2 Plots in 2.1 with ggplot or plotly

This section will show you (one way of) how to generate those plots in Slide 2.1 with ggplot and plotly.

There is always another approach to achieve the same result. Ask tutor or search online for more resource.

2.1 Set-up

We will be using ggplot2 (one of the libraries from tidyverse) and plotly to generate all the plots in 2.1 and using tidyverse for manipulating the data.

library(tidyverse)
library(plotly)

Generate the two-way table2.

# use the same data from slides
relationship <- matrix(c(32,10,2,12,7,1,63,45,2),ncol=3,byrow=TRUE)
colnames(relationship) <- c('Female', 'Male', 'Non-Binary')
rownames(relationship) <- c('In a relationship', "It's complicated", 'Single')

The two-way table looks like this:

knitr::kable(relationship,
             align = "ccc",
             caption = "Relation Status and Gender.") %>%
  column_spec(
    column = 2:3,
    border_left = TRUE,
    border_right = TRUE)
Table 2.1: Relation Status and Gender.
Female Male Non-Binary
In a relationship 32 10 2
It’s complicated 12 7 1
Single 63 45 2

However, it may be easier to turn it into a relational table while using ggplot.

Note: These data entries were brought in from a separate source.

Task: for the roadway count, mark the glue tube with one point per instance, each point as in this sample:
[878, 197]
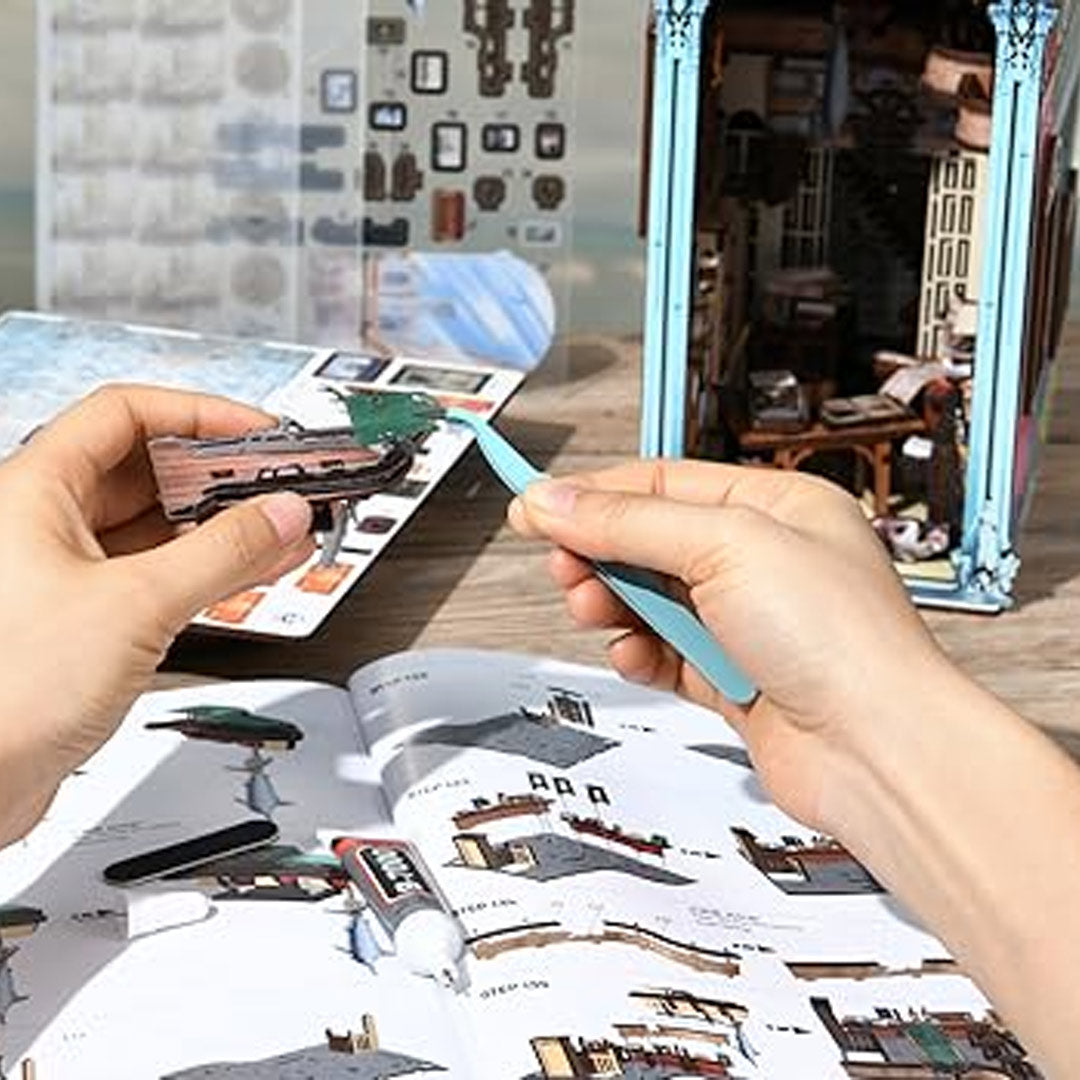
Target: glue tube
[399, 890]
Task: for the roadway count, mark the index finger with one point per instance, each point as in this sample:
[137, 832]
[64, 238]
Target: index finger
[782, 495]
[93, 436]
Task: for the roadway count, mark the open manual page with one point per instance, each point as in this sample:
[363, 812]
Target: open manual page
[485, 866]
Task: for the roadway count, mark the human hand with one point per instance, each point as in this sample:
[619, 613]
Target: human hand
[96, 583]
[784, 570]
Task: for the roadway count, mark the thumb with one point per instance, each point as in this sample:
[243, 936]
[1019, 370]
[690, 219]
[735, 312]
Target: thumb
[684, 540]
[232, 551]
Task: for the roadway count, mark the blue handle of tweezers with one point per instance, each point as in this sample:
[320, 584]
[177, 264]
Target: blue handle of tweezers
[642, 591]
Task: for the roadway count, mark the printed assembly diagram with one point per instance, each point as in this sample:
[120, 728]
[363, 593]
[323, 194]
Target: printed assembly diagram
[349, 1055]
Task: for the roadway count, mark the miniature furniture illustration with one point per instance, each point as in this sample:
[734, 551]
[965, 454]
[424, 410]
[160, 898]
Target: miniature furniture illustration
[1001, 219]
[872, 443]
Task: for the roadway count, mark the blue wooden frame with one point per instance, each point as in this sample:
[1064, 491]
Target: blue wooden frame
[986, 562]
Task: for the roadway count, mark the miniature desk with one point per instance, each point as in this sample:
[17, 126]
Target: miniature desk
[871, 442]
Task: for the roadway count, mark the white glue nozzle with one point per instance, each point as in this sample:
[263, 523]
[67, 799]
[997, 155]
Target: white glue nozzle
[430, 943]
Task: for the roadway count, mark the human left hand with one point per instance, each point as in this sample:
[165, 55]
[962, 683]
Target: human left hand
[96, 583]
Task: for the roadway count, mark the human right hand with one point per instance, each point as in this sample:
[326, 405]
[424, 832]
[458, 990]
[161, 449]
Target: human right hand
[784, 570]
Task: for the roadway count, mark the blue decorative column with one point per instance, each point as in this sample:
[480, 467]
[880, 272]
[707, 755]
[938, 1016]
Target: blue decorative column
[986, 563]
[675, 92]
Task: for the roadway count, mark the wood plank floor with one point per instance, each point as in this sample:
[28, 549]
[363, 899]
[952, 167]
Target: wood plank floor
[459, 578]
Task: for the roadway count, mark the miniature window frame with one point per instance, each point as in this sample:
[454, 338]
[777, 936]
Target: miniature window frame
[554, 131]
[454, 159]
[377, 110]
[328, 96]
[420, 81]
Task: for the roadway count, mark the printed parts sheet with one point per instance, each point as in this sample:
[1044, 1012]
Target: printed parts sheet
[597, 864]
[46, 363]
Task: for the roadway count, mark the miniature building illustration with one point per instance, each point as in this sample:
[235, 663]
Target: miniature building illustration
[571, 707]
[315, 173]
[928, 1044]
[275, 872]
[821, 868]
[593, 826]
[561, 1056]
[16, 921]
[540, 737]
[858, 216]
[355, 1042]
[352, 1055]
[694, 957]
[547, 856]
[505, 806]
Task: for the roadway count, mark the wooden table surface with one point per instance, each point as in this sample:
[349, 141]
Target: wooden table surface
[458, 577]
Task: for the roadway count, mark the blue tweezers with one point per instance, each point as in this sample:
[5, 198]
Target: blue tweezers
[642, 591]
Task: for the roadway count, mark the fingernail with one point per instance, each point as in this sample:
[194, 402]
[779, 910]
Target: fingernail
[289, 514]
[552, 497]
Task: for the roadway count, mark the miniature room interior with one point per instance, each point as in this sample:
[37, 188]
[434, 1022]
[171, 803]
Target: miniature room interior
[401, 808]
[839, 230]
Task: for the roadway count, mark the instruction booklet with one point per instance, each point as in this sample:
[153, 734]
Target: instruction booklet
[470, 864]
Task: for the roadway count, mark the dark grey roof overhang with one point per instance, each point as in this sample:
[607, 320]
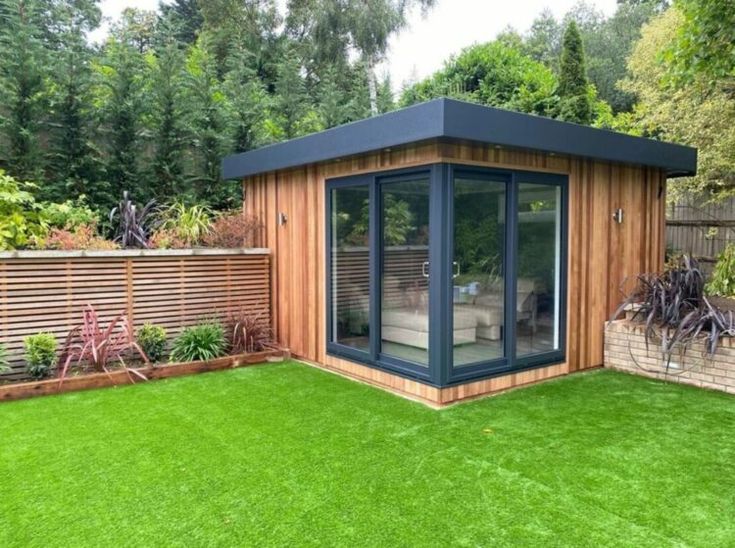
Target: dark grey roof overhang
[451, 119]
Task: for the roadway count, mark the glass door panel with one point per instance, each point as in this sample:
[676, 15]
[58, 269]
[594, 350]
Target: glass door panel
[350, 266]
[405, 269]
[538, 285]
[478, 287]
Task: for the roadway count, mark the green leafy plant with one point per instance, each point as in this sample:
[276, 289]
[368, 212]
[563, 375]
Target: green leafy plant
[80, 237]
[152, 339]
[675, 311]
[232, 229]
[187, 224]
[20, 221]
[132, 225]
[204, 341]
[69, 215]
[722, 281]
[40, 354]
[4, 362]
[398, 222]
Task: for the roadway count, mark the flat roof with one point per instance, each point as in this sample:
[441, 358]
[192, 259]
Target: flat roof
[451, 119]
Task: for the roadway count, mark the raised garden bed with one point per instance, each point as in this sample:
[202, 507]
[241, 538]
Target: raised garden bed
[626, 350]
[25, 390]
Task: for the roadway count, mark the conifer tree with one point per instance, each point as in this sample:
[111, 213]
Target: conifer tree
[73, 158]
[205, 121]
[574, 104]
[119, 95]
[23, 70]
[247, 102]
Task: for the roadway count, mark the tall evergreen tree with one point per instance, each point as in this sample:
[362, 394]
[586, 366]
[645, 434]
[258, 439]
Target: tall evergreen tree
[183, 18]
[167, 119]
[205, 104]
[247, 102]
[119, 93]
[386, 102]
[73, 158]
[23, 70]
[575, 104]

df <- as.data.frame(relationship) 
df <- rownames_to_column(df, "Status") %>% # turn the row name(index) into a column
  gather(Gender, Count, c(2:4)) # reshape the dataframe from wide to long

Now the table looks like this:

knitr::kable(df,
             align = "ccc",
             caption = "Relation Status and Gender.") %>%
  column_spec(
    column = 2,
    border_left = TRUE,
    border_right = TRUE)
Table 2.2: Relation Status and Gender.
Status Gender Count
In a relationship Female 32
It’s complicated Female 12
Single Female 63
In a relationship Male 10
It’s complicated Male 7
Single Male 45
In a relationship Non-Binary 2
It’s complicated Non-Binary 1
Single Non-Binary 2

2.2 Side-by-side plot

In a side-by-side chart, separate bar charts are given for each category in one of the categorical variables, where the heights of the bars correspond to the elements of a two-way table. We can choose which categorical variable is clustered.

2.2.1 by gender

In the first plot, the clustering variable is gender (the three clusters are male, female and non-binary).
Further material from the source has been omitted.